Unfortunately they’d missed it and I decided it wasn’t worth the extra work to do it myself so I went back downstairs.

But lying on that hammock, I realized that this was just another example of me keeping myself stuck in the middle.

Not only did I not want to go down into the world, I didn’t want to put in the work to go UP either. (I did, however, go back after this revelation and scrubbed the chairs if only to show the Lord I was willing.)

Three decks, three levels of worship.

The down and dirty, convergence of good and bad, bottom level is where ministry and service to others resides. I need to spend more time here.

The upper level, where you are alone with Christ in mountaintop worship, requires a little extra work. It’s worth the effort. I need to spend more time here.

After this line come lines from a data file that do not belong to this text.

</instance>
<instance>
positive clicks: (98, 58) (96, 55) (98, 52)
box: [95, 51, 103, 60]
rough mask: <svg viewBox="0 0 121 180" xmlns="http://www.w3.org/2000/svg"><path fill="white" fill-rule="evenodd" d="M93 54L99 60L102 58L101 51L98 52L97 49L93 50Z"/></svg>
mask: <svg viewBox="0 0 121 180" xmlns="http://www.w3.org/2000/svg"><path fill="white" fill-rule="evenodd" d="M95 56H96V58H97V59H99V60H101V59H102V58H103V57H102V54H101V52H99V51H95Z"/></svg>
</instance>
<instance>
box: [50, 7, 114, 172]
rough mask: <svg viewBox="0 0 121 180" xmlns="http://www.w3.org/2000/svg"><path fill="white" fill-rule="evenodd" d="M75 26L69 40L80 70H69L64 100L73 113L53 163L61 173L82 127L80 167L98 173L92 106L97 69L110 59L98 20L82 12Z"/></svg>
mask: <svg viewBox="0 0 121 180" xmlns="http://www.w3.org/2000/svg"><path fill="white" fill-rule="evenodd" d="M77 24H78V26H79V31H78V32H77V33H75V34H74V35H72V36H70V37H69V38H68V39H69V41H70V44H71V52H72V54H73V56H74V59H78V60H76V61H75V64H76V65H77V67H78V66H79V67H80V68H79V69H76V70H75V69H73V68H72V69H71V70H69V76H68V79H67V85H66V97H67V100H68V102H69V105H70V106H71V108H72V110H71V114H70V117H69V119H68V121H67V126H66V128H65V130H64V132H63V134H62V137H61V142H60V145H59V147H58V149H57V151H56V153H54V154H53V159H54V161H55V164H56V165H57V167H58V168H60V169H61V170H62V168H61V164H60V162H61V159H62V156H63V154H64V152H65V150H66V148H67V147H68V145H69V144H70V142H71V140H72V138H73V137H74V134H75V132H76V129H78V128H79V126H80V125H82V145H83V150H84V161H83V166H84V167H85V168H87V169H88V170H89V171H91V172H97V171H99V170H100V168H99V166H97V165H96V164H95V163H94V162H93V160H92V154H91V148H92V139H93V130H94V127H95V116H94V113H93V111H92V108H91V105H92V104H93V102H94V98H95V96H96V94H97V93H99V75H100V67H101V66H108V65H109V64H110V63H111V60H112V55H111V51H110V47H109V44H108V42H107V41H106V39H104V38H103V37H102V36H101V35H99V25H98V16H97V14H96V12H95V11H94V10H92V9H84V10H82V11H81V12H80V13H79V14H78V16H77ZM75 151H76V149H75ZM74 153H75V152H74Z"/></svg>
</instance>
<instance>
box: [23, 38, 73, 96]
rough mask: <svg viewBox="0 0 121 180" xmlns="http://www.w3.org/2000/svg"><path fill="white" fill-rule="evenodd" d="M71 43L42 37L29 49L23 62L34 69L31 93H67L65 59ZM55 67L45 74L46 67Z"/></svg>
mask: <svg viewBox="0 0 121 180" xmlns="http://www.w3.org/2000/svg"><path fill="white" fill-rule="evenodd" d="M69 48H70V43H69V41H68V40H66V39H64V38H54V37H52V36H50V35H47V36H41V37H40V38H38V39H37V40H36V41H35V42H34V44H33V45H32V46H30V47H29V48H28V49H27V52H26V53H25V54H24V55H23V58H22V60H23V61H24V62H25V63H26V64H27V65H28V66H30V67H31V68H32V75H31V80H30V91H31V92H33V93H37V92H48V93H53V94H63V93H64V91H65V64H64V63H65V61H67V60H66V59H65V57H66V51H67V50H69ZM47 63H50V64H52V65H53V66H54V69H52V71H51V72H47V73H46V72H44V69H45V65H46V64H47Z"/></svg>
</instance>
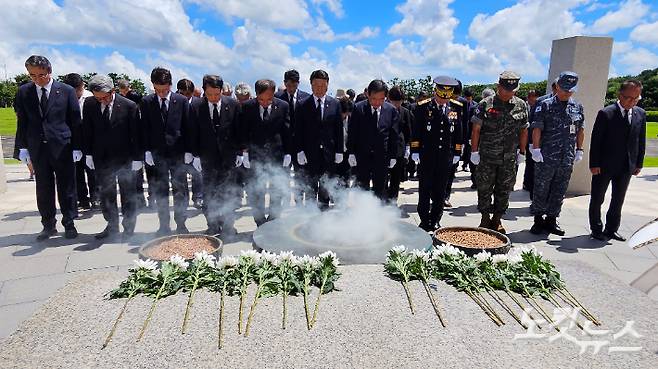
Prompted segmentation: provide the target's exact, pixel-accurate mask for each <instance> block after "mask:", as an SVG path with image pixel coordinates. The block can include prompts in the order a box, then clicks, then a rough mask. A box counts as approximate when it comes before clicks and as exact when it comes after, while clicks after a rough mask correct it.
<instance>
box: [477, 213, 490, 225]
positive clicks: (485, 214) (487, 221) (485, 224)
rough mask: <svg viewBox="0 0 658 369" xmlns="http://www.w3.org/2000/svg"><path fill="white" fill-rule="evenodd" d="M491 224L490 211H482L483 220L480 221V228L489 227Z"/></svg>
mask: <svg viewBox="0 0 658 369" xmlns="http://www.w3.org/2000/svg"><path fill="white" fill-rule="evenodd" d="M490 224H491V218H489V213H482V220H481V221H480V225H479V227H480V228H489V225H490Z"/></svg>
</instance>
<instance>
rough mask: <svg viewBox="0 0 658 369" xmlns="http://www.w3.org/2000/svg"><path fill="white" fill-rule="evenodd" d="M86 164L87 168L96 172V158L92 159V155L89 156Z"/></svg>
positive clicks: (86, 156)
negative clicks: (93, 170) (95, 162)
mask: <svg viewBox="0 0 658 369" xmlns="http://www.w3.org/2000/svg"><path fill="white" fill-rule="evenodd" d="M85 164H87V168H89V169H91V170H95V169H96V166H95V165H94V158H92V157H91V155H87V156H86V157H85Z"/></svg>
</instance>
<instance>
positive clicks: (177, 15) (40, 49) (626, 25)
mask: <svg viewBox="0 0 658 369" xmlns="http://www.w3.org/2000/svg"><path fill="white" fill-rule="evenodd" d="M0 9H2V22H1V23H0V78H4V77H5V73H6V75H7V76H8V77H11V76H13V75H15V74H17V73H22V72H24V67H23V62H24V60H25V59H26V58H27V56H29V55H30V54H33V53H38V54H43V55H46V56H47V57H48V58H49V59H50V60H51V62H52V63H53V68H54V71H53V72H54V73H55V74H65V73H69V72H78V73H86V72H91V71H97V72H101V73H107V72H119V73H127V74H129V75H131V76H134V77H137V78H141V79H143V80H144V82H147V81H148V74H149V72H150V70H151V68H152V67H153V66H155V65H162V66H166V67H169V68H170V69H171V70H172V73H173V74H174V79H175V80H177V79H179V78H183V77H187V78H190V79H192V80H193V81H199V80H200V79H201V76H202V75H203V74H205V73H215V74H220V75H222V76H223V77H224V79H225V80H227V81H230V82H232V83H235V82H238V81H247V82H249V83H252V82H253V81H254V80H256V79H258V78H264V77H269V78H272V79H274V80H275V81H277V82H280V81H281V79H282V75H283V72H284V71H285V70H287V69H290V68H295V69H297V70H299V71H300V73H301V74H302V81H303V86H308V83H307V79H308V76H309V74H310V72H311V71H313V70H314V69H325V70H327V71H328V72H329V75H330V77H331V83H330V89H331V90H332V91H334V90H335V88H355V89H357V90H360V89H361V88H363V87H364V86H365V84H366V83H367V82H368V81H370V80H371V79H374V78H384V79H385V80H388V79H390V78H392V77H395V76H398V77H402V78H417V77H423V76H425V75H428V74H431V75H437V74H450V75H453V76H455V77H458V78H460V79H461V80H462V81H464V82H466V83H473V82H485V83H489V82H492V81H494V80H496V79H497V76H498V74H499V73H500V72H501V71H502V70H504V69H511V70H515V71H517V72H518V73H520V74H521V75H522V77H523V80H525V81H538V80H542V79H545V78H546V74H547V69H548V67H547V63H548V57H549V54H550V47H551V41H552V40H553V39H557V38H563V37H569V36H574V35H592V36H594V35H597V36H612V37H614V48H613V59H612V65H611V69H610V73H611V76H616V75H626V74H636V73H638V72H640V71H642V70H643V69H647V68H656V67H658V4H656V2H655V1H650V0H627V1H622V2H617V1H598V0H525V1H506V0H500V1H464V0H461V1H453V0H406V1H404V0H398V1H394V0H352V1H342V0H182V1H177V0H139V1H136V0H112V1H94V0H58V1H52V0H20V1H19V0H0Z"/></svg>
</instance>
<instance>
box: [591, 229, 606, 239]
mask: <svg viewBox="0 0 658 369" xmlns="http://www.w3.org/2000/svg"><path fill="white" fill-rule="evenodd" d="M591 236H592V238H593V239H595V240H599V241H607V240H608V238H607V237H606V236H605V234H603V232H601V231H593V232H592V234H591Z"/></svg>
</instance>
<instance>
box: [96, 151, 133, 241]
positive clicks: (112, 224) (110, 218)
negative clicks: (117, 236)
mask: <svg viewBox="0 0 658 369" xmlns="http://www.w3.org/2000/svg"><path fill="white" fill-rule="evenodd" d="M94 164H95V165H96V176H97V178H96V179H97V181H98V187H99V192H100V200H101V210H102V211H103V218H105V220H106V221H107V225H108V227H110V228H113V229H118V228H119V209H118V207H117V182H118V183H119V194H120V195H121V213H122V214H123V221H122V222H121V223H122V224H123V229H124V231H134V230H135V219H136V216H137V215H136V208H137V198H136V197H137V196H138V194H137V193H136V192H135V174H134V173H133V171H132V169H131V164H132V161H131V160H129V161H127V162H123V163H94Z"/></svg>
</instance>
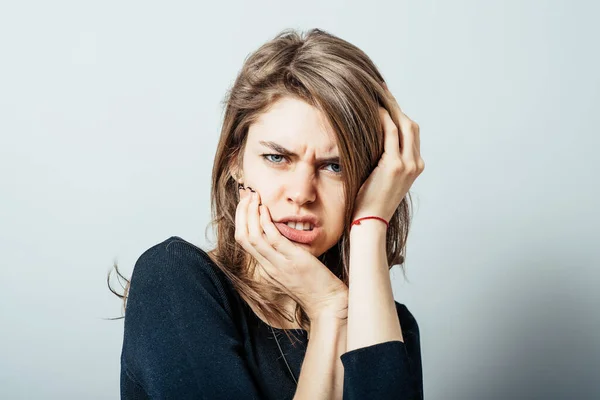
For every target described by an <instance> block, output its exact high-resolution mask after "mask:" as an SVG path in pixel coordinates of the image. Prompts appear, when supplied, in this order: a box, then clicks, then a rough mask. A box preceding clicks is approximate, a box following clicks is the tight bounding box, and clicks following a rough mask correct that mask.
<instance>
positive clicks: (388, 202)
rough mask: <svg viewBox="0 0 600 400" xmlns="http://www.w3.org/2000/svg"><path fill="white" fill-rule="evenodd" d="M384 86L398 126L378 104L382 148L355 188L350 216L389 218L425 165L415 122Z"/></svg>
mask: <svg viewBox="0 0 600 400" xmlns="http://www.w3.org/2000/svg"><path fill="white" fill-rule="evenodd" d="M384 87H385V88H386V90H387V93H388V95H389V97H390V98H391V99H392V100H393V101H392V103H393V104H394V109H393V110H392V112H393V113H394V114H395V115H396V116H397V117H398V121H399V124H400V127H399V128H398V127H397V126H396V124H395V123H394V121H393V120H392V118H391V117H390V114H389V113H388V111H387V110H386V109H384V108H383V107H379V115H380V117H381V121H382V125H383V130H384V151H383V154H382V155H381V158H380V159H379V163H378V164H377V166H376V167H375V169H374V170H373V171H372V172H371V175H369V177H368V178H367V180H366V181H365V182H364V183H363V185H362V186H361V188H360V190H359V192H358V195H357V199H356V205H355V207H354V217H353V220H355V219H357V218H361V217H366V216H377V217H381V218H384V219H385V220H386V221H388V222H389V220H390V219H391V218H392V216H393V215H394V213H395V211H396V209H397V208H398V205H399V204H400V202H401V201H402V199H403V198H404V196H406V194H407V193H408V190H409V189H410V187H411V186H412V184H413V182H414V181H415V179H417V177H418V176H419V175H420V174H421V172H423V170H424V169H425V162H424V161H423V159H422V158H421V153H420V146H421V144H420V139H419V125H417V123H416V122H414V121H412V120H411V119H410V118H408V117H407V116H406V115H405V114H404V113H403V112H402V110H401V109H400V106H399V105H398V102H397V101H396V99H395V98H394V96H393V95H392V94H391V93H390V91H389V90H388V89H387V86H386V85H385V84H384Z"/></svg>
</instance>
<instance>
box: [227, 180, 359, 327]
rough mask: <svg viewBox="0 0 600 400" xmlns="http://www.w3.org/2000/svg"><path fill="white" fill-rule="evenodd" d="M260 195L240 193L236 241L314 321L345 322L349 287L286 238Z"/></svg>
mask: <svg viewBox="0 0 600 400" xmlns="http://www.w3.org/2000/svg"><path fill="white" fill-rule="evenodd" d="M259 204H260V195H259V194H258V193H257V192H252V191H250V189H240V202H239V203H238V206H237V210H236V215H235V240H236V241H237V242H238V243H239V244H240V245H241V246H242V247H243V248H244V249H245V250H246V251H247V252H248V253H249V254H250V255H252V256H253V257H254V258H255V259H256V261H257V262H258V263H259V266H258V268H261V267H262V268H263V270H264V271H265V272H266V274H267V275H268V276H269V278H270V281H271V282H272V283H274V284H276V285H277V286H279V287H281V288H282V289H283V290H284V291H285V292H286V293H287V294H288V295H289V296H290V297H291V298H292V299H293V300H295V301H296V302H297V303H299V304H300V306H301V307H302V309H303V310H304V312H305V313H306V314H307V316H308V318H309V319H310V320H311V321H314V320H315V319H320V318H332V317H333V318H336V319H339V320H344V321H345V320H346V318H347V317H348V287H347V286H346V285H345V284H344V282H342V281H341V280H340V279H339V278H338V277H337V276H335V275H334V274H333V273H332V272H331V271H330V270H329V269H328V268H327V266H325V265H324V264H323V263H322V262H321V261H319V259H318V258H317V257H315V256H314V255H312V254H311V253H310V252H308V251H307V250H305V249H304V248H302V247H300V246H298V245H296V244H295V243H294V242H292V241H290V240H289V239H288V238H286V237H285V236H283V235H282V234H281V233H280V232H279V230H278V229H277V227H276V226H275V224H274V223H273V221H272V219H271V214H270V212H269V210H268V209H267V207H266V206H265V205H260V207H259Z"/></svg>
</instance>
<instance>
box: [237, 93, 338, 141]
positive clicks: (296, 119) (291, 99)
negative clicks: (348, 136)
mask: <svg viewBox="0 0 600 400" xmlns="http://www.w3.org/2000/svg"><path fill="white" fill-rule="evenodd" d="M261 140H263V141H274V142H277V143H278V144H281V145H283V146H285V147H288V148H294V149H302V148H310V149H314V150H317V151H319V152H324V153H332V152H334V151H337V145H336V136H335V133H334V130H333V129H332V128H331V125H330V124H329V122H328V121H327V119H326V118H325V117H324V115H323V113H322V112H320V111H319V110H317V108H315V107H313V106H311V105H310V104H308V103H306V102H304V101H302V100H298V99H295V98H292V97H283V98H281V99H279V100H278V101H277V102H276V103H274V104H273V105H272V106H271V107H270V108H269V109H268V111H266V112H265V113H263V114H261V115H260V116H259V118H258V119H257V120H256V121H255V122H254V123H253V124H252V125H251V126H250V129H249V131H248V142H253V143H258V142H259V141H261Z"/></svg>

The middle level, in what we call the secret of his tabernacle (Psalm 27:5), is where we abide with the Lord in a place of shelter. We are set upon a rock and He watches over and protects us. This is a beautiful place and one we should access easily. But I need to spend a little less time here.

I hope your week is going well and that you take time for a vacation, even if it’s dragging your favorite chair under the big oak tree in your backyard for ten minutes and letting God show you the playlist He created just for you.